HTTP, HTTPS, and iOS App Transport Security

The server defaults to plain HTTP on its dashboard / API / playback ports. That's fine for LAN use and HTTPS-fronted public deployments, but plain HTTP to a public hostname trips the platform-specific cleartext-traffic rules baked into modern OSes:

Client Cleartext to LAN (localhost, *.local, RFC1918) Cleartext to public hostname
iOS / tvOS ✅ via NSAllowsLocalNetworking in Info.plist ❌ — rejected by App Transport Security unless the domain is in NSExceptionDomains
Android ✅ via usesCleartextTraffic="true" (currently set) ✅ same flag covers all hosts
Roku ✅ no cleartext restriction
Browser dashboard ⚠️ mixed-content warnings if the dashboard itself is HTTPS

The iOS/tvOS Info.plist files in this repo include an explicit NSExceptionDomains entry for infinitestreaming.jeoliver.com (the upstream maintainer's public domain). If you fork and ship apps that talk to a different public-HTTP hostname (your own server, a Tailscale MagicDNS name like *.ts.net, a Tailscale CGNAT IP in 100.64.0.0/10, etc.) you must add it to both Info.plists or those clients will silently fail to load anything.

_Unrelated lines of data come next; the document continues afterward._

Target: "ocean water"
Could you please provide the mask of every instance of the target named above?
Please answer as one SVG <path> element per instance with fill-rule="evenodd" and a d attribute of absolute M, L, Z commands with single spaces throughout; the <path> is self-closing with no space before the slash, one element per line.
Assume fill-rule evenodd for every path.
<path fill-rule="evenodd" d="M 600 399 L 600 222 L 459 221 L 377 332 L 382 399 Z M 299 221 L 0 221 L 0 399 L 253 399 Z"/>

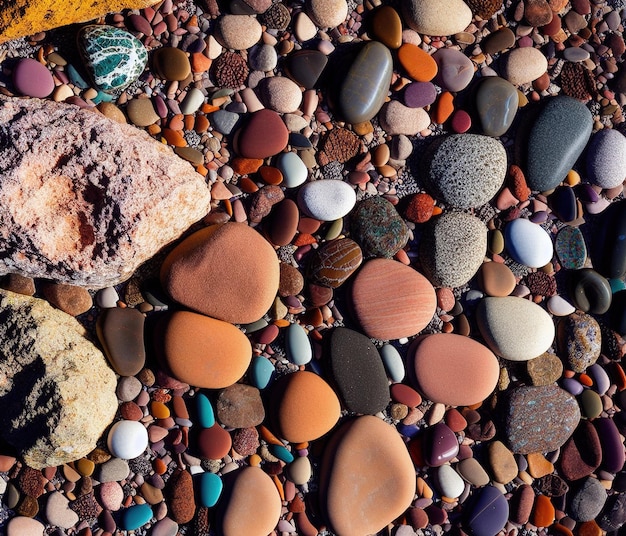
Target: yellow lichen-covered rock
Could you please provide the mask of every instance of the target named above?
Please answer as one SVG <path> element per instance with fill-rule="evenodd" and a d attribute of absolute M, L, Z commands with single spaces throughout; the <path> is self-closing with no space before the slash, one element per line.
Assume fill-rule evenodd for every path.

The cleaner long-term answer is to terminate TLS at the server so all clients use HTTPS and no per-domain ATS / cleartext exceptions are needed. The k3d manifests already mount a certs-vol for this; flipping the nginx template to listen … ssl and pointing it at a Let's Encrypt cert (or whichever cert lives in K3S_CERTS_DIR) gets you there.


Other ways to run it

Most users should stick with Docker Compose from the Quick start. These variants are for specific scenarios.

macOS / Docker Desktop note: Network shaping (TC/nftables) works on Docker Desktop for Mac with --cap-add NET_ADMIN, but the TC stats polling (every 100ms per session) spawns processes through the Linux VM layer, which causes significantly higher CPU usage and fan noise compared to native Linux. This is a Docker Desktop VM overhead issue, not a code issue. For sustained testing with shaping, use a native Linux host.

Pre-built images from GHCR (no source checkout)

The compose file pulls infinite-streaming and infinite-streaming-forwarder from GHCR. ClickHouse and Grafana provisioning files are tiny (~30 KB) so the install grabs them via a tarball alongside the compose file:

mkdir infinite-streaming && cd infinite-streaming

# Compose file
curl -fsSL https://raw.githubusercontent.com/jonathaneoliver/infinite-streaming/main/docker-compose.ghcr.yml \
  -o docker-compose.yml

# Analytics provisioning (ClickHouse schema + Grafana datasources/dashboards)
mkdir -p analytics
curl -fsSL https://github.com/jonathaneoliver/infinite-streaming/archive/main.tar.gz | \
  tar -xzC . --strip-components=1 \
    infinite-streaming-main/analytics

echo "CONTENT_DIR=/path/to/your/media" > .env
docker compose up -d

Open http://localhost:30000/. The dashboard's Sessions / Session Viewer / Grafana features all work in this mode (analytics tier comes up alongside the main image — see Analytics tier).

k3d, release tagging, GHCR publishing

See docs/DEPLOYMENT.md for running in two side-by-side k3d clusters (release + dev), pinning immutable release tags, and configuring GHCR publishing from a fork.


Screenshots

Captured from the live dashboard; files live in docs/screenshots/.

Playback state chart — events timeline + bitrate + buffer + FPS, time-aligned Playback state chart Network log waterfall — HAR view with !✂ / !⏱ / !↩ glyphs Network log waterfall
Playback — single-stream view Playback Mosaic — multi-tile comparison Mosaic
Source Library — content intake Source Library Upload Content Upload Content
Encoding Jobs Encoding Jobs Live Offset (alpha) — cross-variant comparison Live Offset
iPad — home iPad home iPad — Settings → Advanced with destructive Reset All Settings iPad settings

Documentation index

Reference:

Encoding:

Subsystems:


AI No-Code note

This project is primarily an AI No-Code build. The Go services and web dashboard were generated using Codex / OpenCode, GitHub Copilot, and Claude Code, with human direction and iterative testing.

License

See LICENSE for attribution, internal-use, and redistribution terms.